Well, Iʼll do him one better: Minneapolis' Art Vandalay is a little bit of both. As in, their album “Dancinʼ with Your Demons” is well-oiled music to listen to in
your rusty truck.
But thatʼs not the only reason I bring “Mr. Soul” up: His fans, new and old, will find much to love here, as singer/songwriter Brandon Henry and his
comrades in Art Vandalay create music that can only be described as timeless.
Not to be outdone, they also bridge the gap between dusty roads and hipster pads — an enormous undertaking if I ever did hear one.
Take this mini-LPʼs opening track “I Been Down,” for example.
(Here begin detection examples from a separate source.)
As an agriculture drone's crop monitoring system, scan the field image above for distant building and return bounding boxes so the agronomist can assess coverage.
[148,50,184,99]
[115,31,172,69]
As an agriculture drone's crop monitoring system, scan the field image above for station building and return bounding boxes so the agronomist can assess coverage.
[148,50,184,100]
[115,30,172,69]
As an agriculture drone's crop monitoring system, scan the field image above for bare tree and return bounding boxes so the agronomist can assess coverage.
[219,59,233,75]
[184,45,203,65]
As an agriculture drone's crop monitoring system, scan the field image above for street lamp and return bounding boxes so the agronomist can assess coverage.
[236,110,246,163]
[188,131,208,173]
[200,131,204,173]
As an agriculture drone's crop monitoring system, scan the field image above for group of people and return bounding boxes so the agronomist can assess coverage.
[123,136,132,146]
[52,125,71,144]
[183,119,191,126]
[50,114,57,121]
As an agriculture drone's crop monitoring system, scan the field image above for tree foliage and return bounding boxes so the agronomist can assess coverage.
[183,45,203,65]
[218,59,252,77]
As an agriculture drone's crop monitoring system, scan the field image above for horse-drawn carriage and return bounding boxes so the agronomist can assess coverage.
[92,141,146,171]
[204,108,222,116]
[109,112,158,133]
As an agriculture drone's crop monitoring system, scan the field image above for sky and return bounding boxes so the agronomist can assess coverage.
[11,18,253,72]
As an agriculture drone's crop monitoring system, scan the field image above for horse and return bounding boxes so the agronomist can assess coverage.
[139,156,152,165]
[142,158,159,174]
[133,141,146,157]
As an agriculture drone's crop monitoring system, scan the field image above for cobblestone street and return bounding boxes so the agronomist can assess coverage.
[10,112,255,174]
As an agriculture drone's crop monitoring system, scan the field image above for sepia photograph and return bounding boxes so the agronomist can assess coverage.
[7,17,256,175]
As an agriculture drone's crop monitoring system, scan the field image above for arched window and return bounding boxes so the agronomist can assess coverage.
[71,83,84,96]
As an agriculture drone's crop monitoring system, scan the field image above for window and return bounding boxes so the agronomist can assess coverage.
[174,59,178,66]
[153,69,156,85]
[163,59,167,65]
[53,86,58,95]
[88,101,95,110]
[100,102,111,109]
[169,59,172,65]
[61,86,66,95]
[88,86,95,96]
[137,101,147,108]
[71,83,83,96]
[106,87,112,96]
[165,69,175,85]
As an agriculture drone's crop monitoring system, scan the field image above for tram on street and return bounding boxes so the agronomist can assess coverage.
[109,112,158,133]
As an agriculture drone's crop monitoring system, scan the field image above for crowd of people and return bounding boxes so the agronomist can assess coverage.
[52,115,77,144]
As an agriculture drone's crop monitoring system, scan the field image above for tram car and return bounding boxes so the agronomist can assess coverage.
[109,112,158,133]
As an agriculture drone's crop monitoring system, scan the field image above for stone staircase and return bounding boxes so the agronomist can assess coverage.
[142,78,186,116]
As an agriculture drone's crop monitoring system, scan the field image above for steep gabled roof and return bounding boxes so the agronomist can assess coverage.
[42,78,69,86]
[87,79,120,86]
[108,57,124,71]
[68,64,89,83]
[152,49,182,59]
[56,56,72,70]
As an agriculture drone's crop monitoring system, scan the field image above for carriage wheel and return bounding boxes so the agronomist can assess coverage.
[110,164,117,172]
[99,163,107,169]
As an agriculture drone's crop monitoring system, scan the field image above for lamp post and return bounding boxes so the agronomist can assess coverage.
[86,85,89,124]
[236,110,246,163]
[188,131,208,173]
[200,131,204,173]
The guitar work could easily be confused for some lost noodlings from Youngʼs Buffalo
Springfield days, but, once Henryʼs pleasant lyrics and Calvin Plocherʼs refrained drumming saturate the scene, youʼre immediately pushed forward a
quarter-century.
Then again, you might not hear that at all. You could listen to “If You Love Me” (the albumʼs best entry point) and just hear Henryʼs expansive, humming-
down-the-highway approach to songwriting for what it is: impossibly catchy.
Art Vandalay isnʼt pop music per se, but the group definitely deserves its very own horde of uncontrollably emotional fans. If anyone starts a sign-up sheet
looking for people to storm their performance at Beanerʼs, my name will be right up there in the No. 1 spot.